Situasi politik saat ini tidak dapat diprediksi karena masih ada pemberontakan melawan Majapahit di banyak wilayah yang dapat membahayakan penyebaran Islam lebih jauh. Kondisi ini memaksa Sunan Ampel untuk memperbarui strateginya dalam mengelola Walisongo. Sunan Ampel juga melakukan kontak dengan Syarif Hidayatullah, seorang Master Sufi dari Cirebon, sebuah pelabuhan penting kerajaan Pajajaran, saingan Majapahit di Jawa Barat. Syarif Hidayatullah adalah orang penting karena dia adalah keponakan Pangeran Cakrabuana, penguasa Cirebon. Ia juga cucu Prabu Silingawi, raja Pajajaran, sehingga jendral Hindu Pajajaran tidak berani mengganggu masyarakat muslim di Cirebon. Syarif Hidayatullah kemudian dikenal sebagai Sunan Gunung Jati . Untuk memperkuat kekuatan Islam di Jawa, Sunan Ampel mengundang Syarif Hidayatullah untuk bergabung dalam dewan Walisongo, dan formasinya menjadi seperti ini:
- Sunan Ampel masih memimpin dewan dan mengelola Ampel, Canggu, dan Jedong.
- Raden Makdum Ibrahim ditarik dari Daha dan ditugaskan mengelola Bonang, dekat Tuban. Raden Makdum Ibrahim kemudian diberi judul Sunan Bonang.
- Raden Qosim atau Raden Alim ditarik dari Majagung dan ditugaskan ke managae Drajad, juga dekat Tuban, untuk menggantikan Raden Mahmud. Posisinya di Majagung digantikan oleh Syekh Sulayman. Raden Qosim diberi nama Sunan Drajad.
- Raden Ainul Yaqin atau Raden Paku berhasil Giri. Dia diberi nama Sunan Giri.
- Raden Fatah mengelola kawasan Demak. Dia diberi nama Sunan Demak.
- Syarif Hidayatullah mengelola Cirebon dan daerah di Jawa bagian barat. Ia diberi judul Sunan Gunung Jati.
- Syekh Abdul Jalil mengelola Lemah Abang, Pajang. Ia diberi gelar Syekh Lemah Abang atau Syekh Siti Jenar.
- Usman Haji masih berkhotbah di Ngudung, Matahun, dan memiliki gelar Pangeran Ngudung dan juga Sunan Ngudung.
- Raden Hamzah ditarik dari Tumapel dan ditugaskan untuk berkhotbah di Lamongan. Raden Hamzah diberi nama Pangeran Lamongan dan juga Sunan Lamongan.
Sunan Bonang dibantu oleh muridnya Raden Sahid, dalam mempertahankan wilayah Bonang. Raden Sahid adalah putra penguasa Tuban dan kemudian mendapat gelar Sunan Kalijaga . Usman Haji juga dibantu oleh anaknya, Ja'far Shadiq, yang kemudian diberi nama Sunan Kudus . Tapi keduanya belum masuk dalam dewan Walisongo.
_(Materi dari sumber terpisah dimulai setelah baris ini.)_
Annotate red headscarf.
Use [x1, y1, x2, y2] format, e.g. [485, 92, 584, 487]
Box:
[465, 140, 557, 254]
Formasi baru menempatkan semua anggota Walisongo di setiap pelabuhan penting di Jawa. Lokasi strategis, dengan bantuan para pedagang Islam, memungkinkan mereka untuk lebih mengontrol sistem ekonomi pulau tersebut dan memperkuat posisi Walisongo dan komunitas Muslim.Kontrol ekonomi di pelabuhan utara dan kekuatan militer yang kuat di Demak dan Giri, diperlukan untuk mengantisipasi panas politik di Majapahit. Selama berabad-abad, umat Islam Jawa selalu dilindungi di bawah pemerintahan Majapahit, yang toleran terhadap mereka, sementara sebagian besar pemberontak tidak menyukai Islam. Jika sesuatu terjadi pada Majapahit, Walisongo sudah siap untuk membangun sebuah negara merdeka, kerajaan Islam pertama di Jawa untuk melindungi tumbuhnya agama baru tersebut.
Formasi baru menempatkan semua anggota Walisongo di setiap pelabuhan penting di Jawa. Lokasi strategis, dengan bantuan para pedagang Islam, memungkinkan mereka untuk lebih mengontrol sistem ekonomi pulau tersebut dan memperkuat posisi Walisongo dan komunitas Muslim.Kontrol ekonomi di pelabuhan utara dan kekuatan militer yang kuat di Demak dan Giri, diperlukan untuk mengantisipasi panas politik di Majapahit. Selama berabad-abad, umat Islam Jawa selalu dilindungi di bawah pemerintahan Majapahit, yang toleran terhadap mereka, sementara sebagian besar pemberontak tidak menyukai Islam. Jika sesuatu terjadi pada Majapahit, Walisongo sudah siap untuk membangun sebuah negara merdeka, kerajaan Islam pertama di Jawa untuk melindungi tumbuhnya agama baru tersebut.